As mobile network operator, you have a wealth of data available to help optimize and extend your network coverage and connectivity. The problem is that, with the current approach, the data is scattered in different silos. Unless we can bring this data together, you won’t be able to obtain the insights you need to do things better and to truly leverage it to enhance the coverage we deliver. And, you won’t be able to unlock valuable new use cases.
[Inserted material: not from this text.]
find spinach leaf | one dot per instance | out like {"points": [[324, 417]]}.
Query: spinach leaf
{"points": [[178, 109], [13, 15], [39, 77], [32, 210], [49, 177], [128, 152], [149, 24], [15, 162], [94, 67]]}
Optimizing mobile network coverage has become an increasingly challenging task. Networks have become more complicated, with new services to support. Maintaining connectivity with the right service levels, even as you add new capabilities is difficult. Delivering new capacity is something that must be got right, so you can ensure your investments are a success.
So, you have to continuously optimize performance for the areas already covered, ensure that conditions are optimal for every service launched or enabled for others, and extend coverage to new locations.
Currently, most MNOs use static data to optimize coverage, such as population numbers and density, local topology, signal strength demands, and so on, while leveraging network data to track performance and experience as part of assurance programs.
However, that approach is limiting. Yes, it gives the ability to tune around baselines and to troubleshoot when problems emerge. But it depends on isolated data sets, and this means you cannot leverage a unified data set that can drive deeper and richer insights: MNOs need the ability to get a lot smarter about how they manage critical mobile network coverage.
To achieve this aim, a new approach to data is required. You need to be able to leverage the other data sources that are also available. These include information from Performance Management outputs – generated by systems in the OSS, which include telemetry data, status indicators, and much more. There is also Configuration Management data, Fault Management data, information from ticketing systems and so on.
Each data set provides a different perspective. Traditionally, they have been viewed separately, essentially in silos. As a result, information that can complement other data cannot not easily be correlated.
Yes, you can learn about network performance from monitoring data, while also checking system status from alarm handling solutions – but you cannot view these essential inputs together.
In turn, that means that you can’t use all the available information sources efficiently to plan and optimize the best coverage for a given cell. There is information regarding traffic patterns; there is also information regarding service quality, RAN performance and so on – but the desired unified view is absent.